Чувствуя себя студентом, которого обманули и внезапно подсунули норму на экзамене, Нина стала просматривать срезы работающего сердца, но ничего не нашла.
– Ну и как это называется? – спросила она у себя и тут же написала:
«С вероятностью 99% в сердце все чисто, в сосудах, кстати, тоже»
«Тогда, возможно, я лечу домой на сломанном энергометре», – мгновенно прилетел ей ответ, явно набранный голосом.
– Что?! – возмутилась Нина, но ругаться не стала – знала, что это бесполезно, просто попросила написать, когда полет завершится, а сама зевнула, выпила кофе и начала все сначала просто из упрямства.
Глава 12
Николай Новиков давно жил один. Он любил одиночество, а еще покой, потому обзавелся домом далеко от людей и лицензией на полеты на сверхзвуке.
Его домом вот уже почти пятнадцать лет был некогда буддистский монастырь в поселении Лабранг. Он пострадал в одном из землетрясений и был оставлен подобием руин в горах.
Николай его выкупил, снес остатки давно опустевшего поселения, а сам монастырь отреставрировал, смешав при этом древние строения и технологии. Каменные стены монастыря и его черепичные крыши уживались рядом с роботами, камерами и магнитными барьерами, заменявшими охрану.

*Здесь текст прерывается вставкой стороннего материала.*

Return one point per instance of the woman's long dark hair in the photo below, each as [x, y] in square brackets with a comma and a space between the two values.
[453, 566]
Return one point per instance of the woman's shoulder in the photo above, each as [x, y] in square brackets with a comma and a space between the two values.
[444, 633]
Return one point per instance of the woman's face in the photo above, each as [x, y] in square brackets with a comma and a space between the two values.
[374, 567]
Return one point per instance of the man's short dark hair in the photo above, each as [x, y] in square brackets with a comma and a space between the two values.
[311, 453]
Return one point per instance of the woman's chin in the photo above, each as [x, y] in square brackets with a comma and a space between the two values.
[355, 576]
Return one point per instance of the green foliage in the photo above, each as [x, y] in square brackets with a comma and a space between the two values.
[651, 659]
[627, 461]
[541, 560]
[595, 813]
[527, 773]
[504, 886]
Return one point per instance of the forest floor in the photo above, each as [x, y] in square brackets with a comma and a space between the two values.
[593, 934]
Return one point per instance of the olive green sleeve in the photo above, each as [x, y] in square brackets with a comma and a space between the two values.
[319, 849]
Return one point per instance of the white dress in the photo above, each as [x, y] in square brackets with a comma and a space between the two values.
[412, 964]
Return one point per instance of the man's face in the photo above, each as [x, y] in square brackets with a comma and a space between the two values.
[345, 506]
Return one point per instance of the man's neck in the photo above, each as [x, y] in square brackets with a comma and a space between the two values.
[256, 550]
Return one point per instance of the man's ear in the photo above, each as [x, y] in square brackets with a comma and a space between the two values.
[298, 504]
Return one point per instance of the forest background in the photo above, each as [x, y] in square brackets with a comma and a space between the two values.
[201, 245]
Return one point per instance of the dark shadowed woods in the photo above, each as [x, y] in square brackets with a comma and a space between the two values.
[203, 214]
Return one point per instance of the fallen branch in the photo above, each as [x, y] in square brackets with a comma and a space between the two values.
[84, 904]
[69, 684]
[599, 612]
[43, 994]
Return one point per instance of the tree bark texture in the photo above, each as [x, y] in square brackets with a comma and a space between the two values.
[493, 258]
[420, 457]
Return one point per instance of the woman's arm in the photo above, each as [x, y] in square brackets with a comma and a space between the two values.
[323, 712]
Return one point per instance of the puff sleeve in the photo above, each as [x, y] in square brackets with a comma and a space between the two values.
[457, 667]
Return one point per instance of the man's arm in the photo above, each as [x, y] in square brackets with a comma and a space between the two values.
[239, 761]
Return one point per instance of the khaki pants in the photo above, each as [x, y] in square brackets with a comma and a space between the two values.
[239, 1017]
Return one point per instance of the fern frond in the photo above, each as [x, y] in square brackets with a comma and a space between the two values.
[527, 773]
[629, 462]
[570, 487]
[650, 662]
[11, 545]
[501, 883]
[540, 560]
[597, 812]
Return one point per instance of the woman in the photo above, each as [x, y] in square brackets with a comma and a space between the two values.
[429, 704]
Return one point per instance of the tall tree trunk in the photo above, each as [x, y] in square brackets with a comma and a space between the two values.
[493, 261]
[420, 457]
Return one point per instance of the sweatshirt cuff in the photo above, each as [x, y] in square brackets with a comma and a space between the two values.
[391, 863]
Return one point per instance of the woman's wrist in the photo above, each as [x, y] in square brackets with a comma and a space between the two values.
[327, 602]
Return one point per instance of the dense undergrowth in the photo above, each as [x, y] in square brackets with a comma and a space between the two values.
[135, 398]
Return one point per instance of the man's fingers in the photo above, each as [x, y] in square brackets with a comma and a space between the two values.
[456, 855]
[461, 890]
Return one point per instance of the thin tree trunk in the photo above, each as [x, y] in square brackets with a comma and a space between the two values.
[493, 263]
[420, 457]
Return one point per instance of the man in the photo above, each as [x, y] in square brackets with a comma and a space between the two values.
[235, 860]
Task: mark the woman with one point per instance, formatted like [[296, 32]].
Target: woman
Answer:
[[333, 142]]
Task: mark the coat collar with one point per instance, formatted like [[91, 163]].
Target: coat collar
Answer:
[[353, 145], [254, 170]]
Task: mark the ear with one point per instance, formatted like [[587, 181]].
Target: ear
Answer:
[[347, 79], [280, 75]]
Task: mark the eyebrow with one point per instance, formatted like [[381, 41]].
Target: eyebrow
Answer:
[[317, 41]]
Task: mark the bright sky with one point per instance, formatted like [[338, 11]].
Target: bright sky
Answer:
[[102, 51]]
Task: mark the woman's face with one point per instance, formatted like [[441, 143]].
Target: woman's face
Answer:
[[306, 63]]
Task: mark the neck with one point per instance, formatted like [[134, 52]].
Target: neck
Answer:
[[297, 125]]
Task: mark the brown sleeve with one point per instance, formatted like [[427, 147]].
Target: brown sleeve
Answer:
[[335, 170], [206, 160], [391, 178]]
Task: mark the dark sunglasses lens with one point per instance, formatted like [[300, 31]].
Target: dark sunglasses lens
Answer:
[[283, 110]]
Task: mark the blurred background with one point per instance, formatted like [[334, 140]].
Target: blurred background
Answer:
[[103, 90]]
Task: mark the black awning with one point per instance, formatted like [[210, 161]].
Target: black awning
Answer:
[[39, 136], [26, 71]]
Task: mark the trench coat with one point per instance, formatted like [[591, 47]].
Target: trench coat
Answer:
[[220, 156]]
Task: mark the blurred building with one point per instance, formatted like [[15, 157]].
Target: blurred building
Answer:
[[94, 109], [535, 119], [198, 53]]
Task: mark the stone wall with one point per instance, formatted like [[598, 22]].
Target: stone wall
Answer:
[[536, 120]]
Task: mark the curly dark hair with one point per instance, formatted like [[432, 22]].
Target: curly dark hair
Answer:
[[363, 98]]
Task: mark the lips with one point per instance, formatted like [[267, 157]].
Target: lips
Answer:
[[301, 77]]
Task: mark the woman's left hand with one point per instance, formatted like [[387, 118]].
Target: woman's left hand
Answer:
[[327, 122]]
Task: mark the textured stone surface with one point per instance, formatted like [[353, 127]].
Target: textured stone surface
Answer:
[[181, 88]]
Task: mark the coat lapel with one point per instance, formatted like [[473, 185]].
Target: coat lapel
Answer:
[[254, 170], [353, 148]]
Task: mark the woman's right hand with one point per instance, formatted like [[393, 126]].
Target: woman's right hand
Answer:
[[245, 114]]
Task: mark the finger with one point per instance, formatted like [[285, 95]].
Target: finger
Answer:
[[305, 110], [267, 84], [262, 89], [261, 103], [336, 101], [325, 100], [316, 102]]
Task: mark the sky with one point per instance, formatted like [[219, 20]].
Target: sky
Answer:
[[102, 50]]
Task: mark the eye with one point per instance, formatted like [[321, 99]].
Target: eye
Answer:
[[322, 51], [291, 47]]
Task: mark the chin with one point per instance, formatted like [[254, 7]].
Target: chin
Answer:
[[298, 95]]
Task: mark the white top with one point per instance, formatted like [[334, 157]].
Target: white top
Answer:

Собственный дом в темноте гор он находил по отблеску этого барьера, да и радар предупреждал о нем, стоило только снизиться. Где в нем окно, знал только сам Новиков и всякий раз понимал, что минимальная ошибка может стоить ему жизни, но капсула миновала защитное поле и влетела в огромный ангар, где хранились его капсулы – больше пятнадцати разных моделей, один скар, пару старинных машин и один совсем старенький велосипед. Только рама в нем осталась старой, ей было почти восемьдесят лет, но, выкрашенная совсем недавно в ярко-красный цвет, она казалась совсем новой.
Покинув капсулу, Новиков опустил большой рычаг. Дверь ангара неспешно распахнулась, открывая вид на выложенную каменными плитами горную тропу, поднимающуюся выше к храму.
Он опустил еще один рычаг рядом, и возле тропы вспыхнули огни. Фонари, выстроенные в ряд у одного из краев дороги, поднимались к храму и словно пробуждали его. Там, сразу, становилось светло. Над воротами зажегся фонарь, а ряды молельных барабанов освещал мягкий белый свет люминесцентных ламп, скрытых под кровлей стен.
Все это не смог бы питать один энергометр, даже десятка энергометров никогда бы не хватило, чтобы дать дому достаточно энергии, потому чуть дальше, внутри горного склона, скрывался термоядерный реактор, обслуживаемый роботами и системой программ. Новиков только просматривал уведомления о его работе, и то если был в настроении. Сегодня настроения не было.
Он прикрепил к скуле датчик гарнитуры, сел на велосипед и поехал к дому.
– Вызов. Нина Орлова, – дал он команду своему телефону, слушая, как каменная крошка потрескивает под колесами.
Он любил ездить вот так в гору, крутить педали и слушать тишину, а вот прерывать ее ворчанием сестры не любил.
– Ты жив и все в полном порядке? – спросила она.
– Да, – неохотно ответил Николай. – А у тебя что?
Дорога как раз повернула, и Новиков выехал к стене. Он дотянулся до ряда молитвенных барабанов и с усмешкой ударил рукой по деревянным балкам, заставляя красные расписанные цилиндры вращаться.
Их шум его успокаивал.
– У меня все еще ничего, – сказала Нина. – Может у тебя есть еще что-то? Ну, не знаю, камеры же в лаборатории Люкса стоят. Мне бы за пульсом его проследить.
– Как ты хочешь увидеть пульс на камере? – удивился Николай, даже забыв про барабаны.
– По пульсации сонной артерии, – почти виновато ответила Нина.
– На записи с камер ты такое не увидишь. Они охранные, и качество у изображения соответствующее. Сама понимаешь, мне не надо рассматривать пуговицы на одежде сотрудников.
Нина просто вздохнула, а Николай коснулся еще одного барабана и вдруг вспомнил:
– Я видел его накануне. У меня была включена запись, так что… если я ее не удалил, пришлю тебе видео.